Towards Proactive-Aware Autonomous Driving: A Reinforcement Learning Approach Utilizing Expert Priors during Unprotected Turns
Published in IEEE Transactions on Intelligent Transportation Systems (DOI: 10.1109/TITS.2024.3520589), 2024
Jialin Fan1,2, Ying Ni1,2, Donghu Zhao1,2, Peng Hang1,2, and Jian Sun1,2
1 Department of Transportation Engineering, Tongji University, Shanghai, China
2 Key Laboratory of Road and Traffic Engineering, Ministry of Education, Shanghai, China
Existing AVs struggle to comprehend and apply common HV social norms, especially the driving skills exhibited by adept human drivers in ambiguous right-of-way scenarios. In this study, we put forth a novel framework to leverage expert priors for proactive-aware decision-making in ambiguous right-of-way, merging data-driven reinforcement learning (RL) with parameterized modeling. The proposed method is intensively validated in different driving tasks with unprotected turning scenarios, the results demonstrate that the AV can accelerate the convergence of the interaction by consistent probing and decision updates. We present demos in the following sections.
We performed a qualitative and quantitative examination of the agent’s probing process in the context of a typical unprotected left-turn interaction. The initial state of the two vehicles was based on the ambiguous right-of-way scenario obtained in Section II.B.

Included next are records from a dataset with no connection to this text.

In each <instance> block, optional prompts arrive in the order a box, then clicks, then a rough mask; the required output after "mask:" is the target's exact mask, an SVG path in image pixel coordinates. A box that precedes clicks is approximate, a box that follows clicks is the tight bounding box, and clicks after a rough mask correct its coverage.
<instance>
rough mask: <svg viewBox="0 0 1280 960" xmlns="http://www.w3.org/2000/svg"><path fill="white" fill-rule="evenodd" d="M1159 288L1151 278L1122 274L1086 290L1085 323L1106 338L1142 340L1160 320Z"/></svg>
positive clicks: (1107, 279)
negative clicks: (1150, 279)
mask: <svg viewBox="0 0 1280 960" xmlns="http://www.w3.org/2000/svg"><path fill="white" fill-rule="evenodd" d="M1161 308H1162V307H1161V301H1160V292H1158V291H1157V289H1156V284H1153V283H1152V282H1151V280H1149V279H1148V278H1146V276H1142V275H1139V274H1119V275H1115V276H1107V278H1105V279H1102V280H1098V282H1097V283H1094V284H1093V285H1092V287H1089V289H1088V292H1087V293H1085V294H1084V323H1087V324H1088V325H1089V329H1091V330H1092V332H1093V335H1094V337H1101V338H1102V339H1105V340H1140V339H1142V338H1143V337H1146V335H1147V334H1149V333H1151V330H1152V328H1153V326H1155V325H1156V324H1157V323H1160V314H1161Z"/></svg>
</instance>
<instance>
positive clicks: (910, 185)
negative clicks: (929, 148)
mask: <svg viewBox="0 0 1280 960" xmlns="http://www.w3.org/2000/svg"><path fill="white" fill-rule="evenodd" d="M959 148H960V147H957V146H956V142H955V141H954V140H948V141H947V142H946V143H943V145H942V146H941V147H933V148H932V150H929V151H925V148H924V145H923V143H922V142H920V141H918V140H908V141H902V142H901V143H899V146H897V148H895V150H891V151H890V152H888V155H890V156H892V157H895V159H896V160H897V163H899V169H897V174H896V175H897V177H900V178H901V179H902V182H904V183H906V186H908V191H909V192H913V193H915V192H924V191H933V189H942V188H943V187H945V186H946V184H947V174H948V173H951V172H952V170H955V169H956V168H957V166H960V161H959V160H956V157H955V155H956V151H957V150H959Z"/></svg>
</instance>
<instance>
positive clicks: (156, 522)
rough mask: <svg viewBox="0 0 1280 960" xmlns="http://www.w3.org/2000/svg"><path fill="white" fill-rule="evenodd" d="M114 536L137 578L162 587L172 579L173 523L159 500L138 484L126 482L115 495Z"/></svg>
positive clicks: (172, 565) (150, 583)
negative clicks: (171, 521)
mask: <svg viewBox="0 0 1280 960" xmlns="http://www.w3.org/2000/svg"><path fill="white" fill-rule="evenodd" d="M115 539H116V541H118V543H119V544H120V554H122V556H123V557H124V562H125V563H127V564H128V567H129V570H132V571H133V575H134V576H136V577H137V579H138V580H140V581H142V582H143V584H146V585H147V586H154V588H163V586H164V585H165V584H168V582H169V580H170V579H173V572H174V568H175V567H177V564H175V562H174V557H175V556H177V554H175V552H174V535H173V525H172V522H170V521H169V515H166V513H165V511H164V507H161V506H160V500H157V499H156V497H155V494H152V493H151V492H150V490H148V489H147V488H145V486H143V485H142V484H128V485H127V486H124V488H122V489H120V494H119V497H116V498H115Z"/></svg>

It’s worth noting that when faced with aggressive HVs, AV demonstrates a lower likelihood of choosing to probe and gaining right-of-way advantages. When facing relatively conservative interaction objects, AV has a higher probability of completing the turn ahead of time.
In facing different ambiguities of right-of-way, AV with the proposed method can take distinct actions, highlighting the importance of autonomous generation of this active driving behavior instead of reliance on manually coded policies.
Our method exhibits robust stability across diverse scenarios, showcasing the application of our method in varied and challenging environments.
With our strategy, AV can interact reasonably with human-driven through vehicles, demonstrating proper safety and anthropomorphism.